Linghu Chong menjawab, “Aku pernah tinggal di sini. Mau datang ke sini atau tidak adalah urusanku, peduli apa denganmu? Kau sendiri sedang apa di sini?”

“Huh, kematian sudah di depan mata, tapi kau masih berlagak di depan angkatan tua,” ujar Zuo Lengchan sambil tertawa dingin.

“Kau memakai tipu muslihat keji dan mencelakai para kesatria di dunia persilatan,” balas Linghu Chong. “Dosamu terlalu banyak. Setiap orang berhak membinasakanmu. Tapi kau masih berani mengaku angkatan tua segala, hah?”

“Pingzhi,” kata Zuo Lengchan tiba-tiba. “Cepat bunuh dia!”

“Baik!” jawab seseorang dalam kegelapan. Suara ini jelas suara Lin Pingzhi.

Linghu Chong terkejut dan berpikir, “Ternyata Lin Pingzhi juga berada di sini. Zuo Lengchan dan ia sudah sama-sama buta. Selama beberapa waktu ini tentu mereka sudah terbiasa berlatih memainkan pedang tanpa melihat, menggunakan telinga sebagai pengganti mata. Ketajaman telinga mereka pasti sudah sangat hebat. Dalam kegelapan seperti sekarang ini keadaan menjadi terbalik, aku bagaikan orang buta, sebaliknya mereka yang diuntungkan. Entah bagaimana caraku dapat menandingi mereka?” Seketika ia pun berkeringat dingin dan tidak berani bersuara lagi. Hatinya berharap semoga mereka tidak tahu di mana dirinya kini berdiri.

Terdengar Lin Pingzhi berseru, “Linghu Chong, selama ini kau merajalela di dunia persilatan. Nama besarmu terkenal di mana-mana. Tapi hari ini akhirnya kau akan mati di tanganku, haha, hahaha!”

Sungguh seram dan mengerikan suara gelak tawa pemuda itu. Selangkah demi selangkah ia semakin mendekati tempat Linghu Chong berada.

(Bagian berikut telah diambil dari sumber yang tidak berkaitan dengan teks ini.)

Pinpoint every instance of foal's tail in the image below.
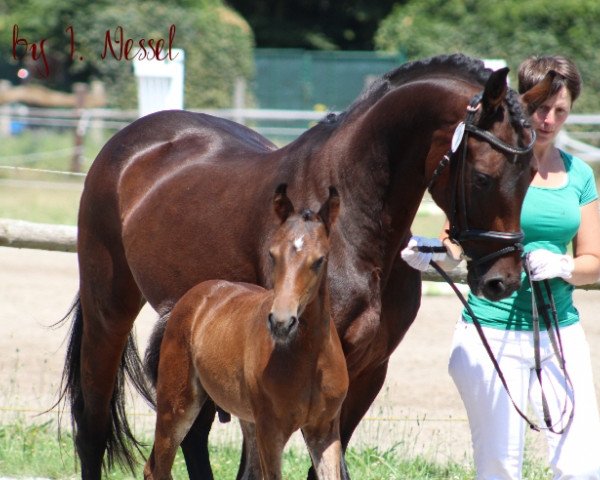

Rupanya ketika Linghu Chong bertanya jawab dengan Zuo Lengchan tadi, diam-diam Lin Pingzhi memperhatikan di mana letak keberadaan dirinya itu. Kini Lin Pingzhi tinggal berjalan ke arah sasarannya dengan pedang di tangan. Seketika suasana di dalam gua menjadi sunyi senyap. Yang terdengar hanya suara langkah kaki Lin Pingzhi yang mendirikan bulu roma. Setiap pemuda itu maju satu langkah, membuat Linghu Chong merasa jiwanya semakin dekat dengan pintu akhirat.

“Tunggu dulu!” tiba-tiba terdengar suara seseorang berteriak. “Keparat Linghu Chong itu telah membutakan kedua mataku sehingga aku tidak bisa melihat dunia untuk selamanya. Biarlah aku … aku yang membunuh bangsat ini.”

“Benar! Benar!” sahut belasan orang lainnya beramai-ramai. Sejenak kemudian terdengar pula mereka melangkah maju ke arah Linghu Chong.

Seketika jantung Linghu Chong terasa berdebar kencang. Ia sadar dirinya pernah membutakan lima belas pasang mata saat bertempur di halaman kuil bobrok pada suatu malam beberapa bulan yang lalu. Pertempuran itu terjadi karena mereka mengincar Kitab Pedang Penakluk Iblis. Pertemuan kedua juga terjadi ketika Linghu Chong datang ke Gunung Songshan menghadiri peresmian Perguruan Lima Gunung tempo hari. Saat itu kelima belas orang tersebut bermaksud membalas dendam, namun mereka dapat diringkus oleh Biksu Bujie.

Dalam hal ini Linghu Chong berpikir, “Belasan orang ini sudah lama buta. Ketajaman telinga mereka tentu jauh lebih hebat lagi. Menghadapi seorang Lin Pingzhi saja sudah sukar, apalagi ditambah dengan belasan orang ini? Benar-benar sulit untuk dilawan.”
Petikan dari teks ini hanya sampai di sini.